Emitting visible light is a behavior that goes against the very nature of graphene as a highly-efficient conductor of thermal energy which was discovered quite by accident, but it may have technological applications in the future as “the world’s thinnest light bulb,” according to James Hone, a Columbia engineering professor and co-author of a new study describing the behavior.
The principle is pretty much the same as that which applies to the filament in a conventional light bulb. The tungsten has a very high melting point. The fine coils of tungsten in conventional light bulb soak up electrical current and heat until they begin to emit thermal radiation. The same basic technology has been going strong for over a century now, except some late-breaking energy-efficient modifications. The same idea applies to graphene: apply enough current and, eventually, there will be light.
However, the catch with graphene is because it’s such a good conductor of thermal (and electrical) energy which isn’t especially inclined to stick around. It takes a whole lot of current before a filament of any material actually gets hot enough to see, around 2500 degrees Celsius. why graphene can get this hot in the first place is because its thermal conductivity starts to plummet as the material gets hotter and hotter. This is due to what’s known as Umklapp scattering, which is a strange behavior characteristic of heat in crystalline structures that finds excitations within those structures suddenly flipping direction as more energy/heat is applied.
So, as the thermal conductivity of graphene starts to drop precipitously, it becomes possible to heat the material beyond those previous limits and to the point where it’s manifested as visible light.
However, there’s a bit more to it. Heating graphene becomes really inefficient given the usual silicon substrate, which has a tendency to dissipate heat away. The researchers explain that an extremely small fraction of the applied energy is converted into light radiation.
According to the current paper, the answer is to freely suspend the graphene in a way somewhat analogous to the coiled light bulb filaments we’re used to. Suspending the graphene above a separate substrate allows not only a reasonably efficient heating of the material, but also a fine tuning of the relationship between the graphene-emitted light and the reflectivity of the substrate below. This means that the visible light wavelengths released by the graphene strips are tunable.

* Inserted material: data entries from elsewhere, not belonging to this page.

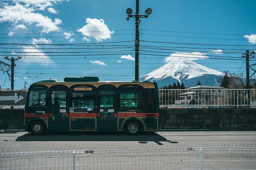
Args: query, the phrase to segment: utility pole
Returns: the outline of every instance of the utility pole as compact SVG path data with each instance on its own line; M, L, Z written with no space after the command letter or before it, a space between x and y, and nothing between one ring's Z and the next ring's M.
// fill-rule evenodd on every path
M246 50L246 88L250 88L250 76L249 68L249 50ZM248 93L247 93L248 94Z
M13 89L13 85L14 84L14 58L12 57L11 59L12 69L11 69L11 90Z
M139 65L140 54L140 29L139 26L141 21L140 18L147 18L148 15L151 14L152 10L150 8L148 8L145 11L145 15L140 15L139 14L139 0L136 0L136 12L135 15L131 15L132 13L132 9L129 8L126 10L126 13L128 14L128 17L126 20L129 21L130 18L135 18L135 81L138 81L139 78ZM146 15L146 13L147 15Z
M140 23L138 21L140 20L139 18L139 0L136 0L136 13L135 13L135 81L138 81L139 77L139 54L140 51L140 30L139 26Z
M26 80L25 80L25 85L24 85L24 88L26 88L26 85L28 84L28 82L26 82Z

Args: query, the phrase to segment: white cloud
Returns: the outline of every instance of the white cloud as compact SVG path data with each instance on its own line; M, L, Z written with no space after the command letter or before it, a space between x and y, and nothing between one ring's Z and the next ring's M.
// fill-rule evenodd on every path
M47 10L48 10L49 12L51 13L53 13L54 14L58 13L58 12L57 12L57 11L55 10L55 9L52 8L47 8Z
M246 35L243 37L247 38L249 43L256 44L256 34L251 34L250 35Z
M168 62L174 59L178 58L186 58L190 60L197 60L199 59L208 58L209 57L205 55L204 53L199 52L192 53L180 53L176 52L172 54L164 59L165 61Z
M45 65L51 65L51 64L46 63L54 63L54 62L52 60L48 57L46 56L41 50L35 48L31 46L23 46L24 48L23 54L24 57L22 58L22 61L24 62L36 62L41 63L42 64ZM35 53L28 53L29 52L34 52ZM27 55L31 56L28 56ZM28 63L29 64L30 63ZM31 64L34 64L31 63Z
M217 54L222 54L222 51L223 51L223 50L222 50L219 49L217 50L212 50L212 51L211 51L211 52L212 53Z
M72 31L70 32L69 31L69 32L64 32L64 33L63 33L63 34L65 35L65 38L66 39L69 39L70 38L70 37L74 35L74 33Z
M16 26L15 28L16 29L26 29L26 26L23 24L17 25Z
M120 58L124 58L127 59L127 60L132 60L133 61L135 60L135 59L134 58L134 57L132 57L130 55L128 55L128 56L124 55L123 56L121 56L120 57Z
M44 38L41 38L40 39L32 38L32 43L33 44L50 44L51 41L50 39L46 40Z
M32 4L33 1L37 2L35 4L35 6L31 7L30 7L30 5L29 3L22 5L16 3L15 5L6 6L3 8L0 8L0 22L9 22L14 28L16 28L17 25L23 25L25 26L25 24L30 25L34 24L37 27L41 27L43 29L42 32L46 33L59 30L59 28L57 25L62 23L60 19L55 18L53 21L47 16L44 16L38 12L34 12L37 9L35 7L36 6L36 4L41 4L39 2L42 1L19 1L24 2L27 1L27 3L30 3ZM49 2L49 1L46 1L45 4ZM49 3L51 4L50 2ZM19 27L24 28L22 26Z
M94 64L98 64L100 65L106 65L106 64L104 62L102 62L102 61L94 61L91 60L91 61L90 62L91 63L93 63Z
M10 32L8 33L8 35L9 36L12 36L15 33L15 32L13 32L12 31L10 31Z
M114 33L114 31L109 31L108 25L104 23L104 20L102 19L88 18L86 19L86 22L87 23L87 25L77 30L81 32L84 36L89 36L88 38L85 37L83 38L83 40L90 41L90 38L92 37L95 39L97 42L102 42L103 40L111 38L111 34Z

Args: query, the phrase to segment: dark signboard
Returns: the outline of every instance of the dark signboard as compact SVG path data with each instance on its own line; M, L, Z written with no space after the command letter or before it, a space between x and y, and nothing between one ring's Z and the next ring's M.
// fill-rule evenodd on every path
M27 92L22 91L18 98L18 91L0 91L0 105L25 105Z

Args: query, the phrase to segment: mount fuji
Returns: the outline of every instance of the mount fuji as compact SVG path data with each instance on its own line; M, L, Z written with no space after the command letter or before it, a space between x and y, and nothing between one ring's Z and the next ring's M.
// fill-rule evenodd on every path
M158 87L172 85L177 80L186 87L196 85L198 80L202 85L218 86L217 81L222 73L198 64L186 58L172 60L155 71L140 78L140 80L156 81Z

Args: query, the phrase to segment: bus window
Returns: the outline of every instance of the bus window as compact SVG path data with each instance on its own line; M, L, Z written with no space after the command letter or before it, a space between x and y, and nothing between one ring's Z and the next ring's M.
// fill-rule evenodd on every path
M95 91L76 91L70 92L72 107L74 112L95 112Z
M119 112L142 112L143 102L142 93L124 92L120 93Z

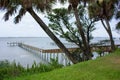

How practical is this? For one thing, it should allow for much smaller scales of visible light emitters in electronics. As conventional light bulb-style filaments scale further and further down, they hit a fundamental limit—with that much thermal energy and that small of a conduit, the filament will just burn up. Graphene is not so much. Hone notes in a statement, “This new type of ‘broadband’ light emitter can be integrated into chips and will pave the way towards the realization of atomically thin, flexible, and transparent displays, and graphene-based on-chip optical communications.”
The point is that suspended graphene is very hard to produce. This isn’t quite a ready-made technology. As Andrea Ferrari, the engineer who first developed the suspension method, cautions in Physics World that the technique (to produce suspended graphene) is very laborious, so the question is: can this be easily mass-produced? At the moment, the answer is probably no, but in the future, one can find a way of making useful devices.